A response from a chatbot claiming to speak from the lived experience of caring for a diabetic child, offering empathy, would not only be inappropriate, but it would be borderline cruel.

However, it makes complete sense that these are the types of responses that a chatbot would offer. Large language models, simplistically, function more similarly to autocomplete than they do to search engines. For a model trained on the millions and millions of posts and comments in Facebook groups, the “autocomplete” answer to a question in a support community is definitely one that invokes personal experience and offers empathy – just as the “autocomplete” answer in a Buy Nothing Facebook group might be to offer someone a gently used camera.

Meta has rolled out an AI assistant across its social media and messaging apps.

Keeping chatbots in their lanes

This isn’t to suggest that chatbots aren’t useful for anything – they may even be quite useful in some online communities, in some contexts. The problem is that in the midst of the current generative AI rush, there is a tendency to think that chatbots can and should do everything.

There are plenty of downsides to using large language models as information retrieval systems, and these downsides point to inappropriate contexts for their use. One downside is when incorrect information could be dangerous: an eating disorder helpline or legal advice for small businesses, for example.

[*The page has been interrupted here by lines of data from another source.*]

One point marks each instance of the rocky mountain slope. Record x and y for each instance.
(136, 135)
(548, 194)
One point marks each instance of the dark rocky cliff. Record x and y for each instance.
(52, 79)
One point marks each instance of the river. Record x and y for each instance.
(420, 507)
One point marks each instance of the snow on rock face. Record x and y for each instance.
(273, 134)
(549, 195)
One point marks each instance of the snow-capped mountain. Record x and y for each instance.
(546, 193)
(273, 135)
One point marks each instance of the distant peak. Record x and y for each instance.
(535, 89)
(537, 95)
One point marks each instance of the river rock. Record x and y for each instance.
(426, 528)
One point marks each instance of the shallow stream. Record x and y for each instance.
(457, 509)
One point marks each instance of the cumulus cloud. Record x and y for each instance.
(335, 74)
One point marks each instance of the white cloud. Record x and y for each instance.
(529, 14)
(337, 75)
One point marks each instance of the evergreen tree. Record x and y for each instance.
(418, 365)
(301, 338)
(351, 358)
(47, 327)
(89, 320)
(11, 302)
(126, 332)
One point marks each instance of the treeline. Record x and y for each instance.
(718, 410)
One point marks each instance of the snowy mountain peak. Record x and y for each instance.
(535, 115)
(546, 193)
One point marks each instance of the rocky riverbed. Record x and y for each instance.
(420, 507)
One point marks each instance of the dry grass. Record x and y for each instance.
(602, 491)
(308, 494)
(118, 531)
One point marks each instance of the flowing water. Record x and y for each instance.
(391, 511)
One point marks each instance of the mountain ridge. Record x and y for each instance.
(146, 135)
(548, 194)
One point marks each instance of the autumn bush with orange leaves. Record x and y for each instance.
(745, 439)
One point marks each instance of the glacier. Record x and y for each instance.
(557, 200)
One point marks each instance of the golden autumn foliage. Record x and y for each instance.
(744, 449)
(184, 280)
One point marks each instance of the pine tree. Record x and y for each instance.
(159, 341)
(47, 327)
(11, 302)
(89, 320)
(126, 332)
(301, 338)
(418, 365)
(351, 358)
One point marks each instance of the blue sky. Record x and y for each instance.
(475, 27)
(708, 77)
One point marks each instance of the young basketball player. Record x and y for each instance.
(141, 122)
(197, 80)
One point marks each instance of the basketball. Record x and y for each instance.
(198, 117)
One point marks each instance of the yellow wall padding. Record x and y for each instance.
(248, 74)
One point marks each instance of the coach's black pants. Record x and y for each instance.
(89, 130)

Research is pointing to important considerations in how and when to design and deploy chatbots. For example, one recently published paper at a large human-computer interaction conference found that though LGBTQ+ individuals lacking social support were sometimes turning to chatbots for help with mental health needs, those chatbots frequently fell short in grasping the nuance of LGBTQ+-specific challenges.

Another found that though a group of autistic participants found value in interacting with a chatbot for social communication advice, that chatbot was also dispensing questionable advice. And yet another found that though a chatbot was helpful as a preconsultation tool in a health context, patients sometimes found expressions of empathy to be insincere or offensive.

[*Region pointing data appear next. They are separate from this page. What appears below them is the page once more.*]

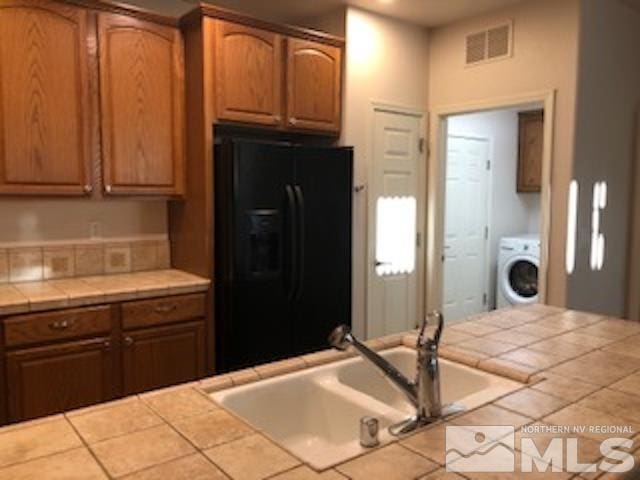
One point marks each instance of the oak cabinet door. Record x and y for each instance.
(314, 85)
(45, 132)
(57, 378)
(141, 91)
(163, 356)
(248, 79)
(531, 145)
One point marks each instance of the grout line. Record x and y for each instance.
(40, 457)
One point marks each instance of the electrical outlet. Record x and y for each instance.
(95, 230)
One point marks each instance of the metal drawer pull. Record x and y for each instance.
(60, 325)
(165, 309)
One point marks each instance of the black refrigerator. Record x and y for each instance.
(282, 249)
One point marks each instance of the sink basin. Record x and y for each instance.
(315, 413)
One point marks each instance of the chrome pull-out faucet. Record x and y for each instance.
(424, 391)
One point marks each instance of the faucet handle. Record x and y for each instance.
(423, 338)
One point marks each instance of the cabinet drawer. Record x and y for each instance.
(146, 313)
(50, 327)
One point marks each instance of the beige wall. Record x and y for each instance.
(37, 220)
(386, 61)
(608, 99)
(544, 58)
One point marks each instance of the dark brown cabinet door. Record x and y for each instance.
(45, 133)
(531, 145)
(141, 90)
(52, 379)
(314, 85)
(163, 356)
(248, 83)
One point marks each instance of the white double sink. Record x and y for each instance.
(315, 413)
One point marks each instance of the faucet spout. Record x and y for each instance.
(341, 338)
(424, 392)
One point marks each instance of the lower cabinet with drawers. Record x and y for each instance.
(61, 360)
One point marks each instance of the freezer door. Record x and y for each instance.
(322, 300)
(254, 230)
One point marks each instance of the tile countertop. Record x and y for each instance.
(18, 298)
(579, 369)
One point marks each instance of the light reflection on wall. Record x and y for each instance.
(364, 45)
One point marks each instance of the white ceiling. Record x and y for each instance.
(428, 13)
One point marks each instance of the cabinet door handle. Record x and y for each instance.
(165, 308)
(60, 324)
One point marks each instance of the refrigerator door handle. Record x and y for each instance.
(301, 240)
(292, 217)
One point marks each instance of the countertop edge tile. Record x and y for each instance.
(20, 300)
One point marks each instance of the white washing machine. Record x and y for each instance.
(518, 265)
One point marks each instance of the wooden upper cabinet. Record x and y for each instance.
(45, 132)
(531, 145)
(248, 79)
(142, 103)
(314, 85)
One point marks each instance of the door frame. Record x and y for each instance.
(633, 265)
(436, 179)
(387, 107)
(487, 249)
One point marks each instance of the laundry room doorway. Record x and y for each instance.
(492, 182)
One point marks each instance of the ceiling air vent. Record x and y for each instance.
(494, 43)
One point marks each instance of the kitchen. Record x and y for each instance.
(130, 263)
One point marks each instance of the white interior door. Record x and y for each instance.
(393, 194)
(466, 227)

Responsible AI development and deployment means not only auditing for issues such as bias and misinformation, but also taking the time to understand in which contexts AI is appropriate and desirable for the humans who will be interacting with them. Right now, many companies are wielding generative AI as a hammer, and as a result, everything looks like a nail.

Many contexts, such as online support communities, are best left to humans.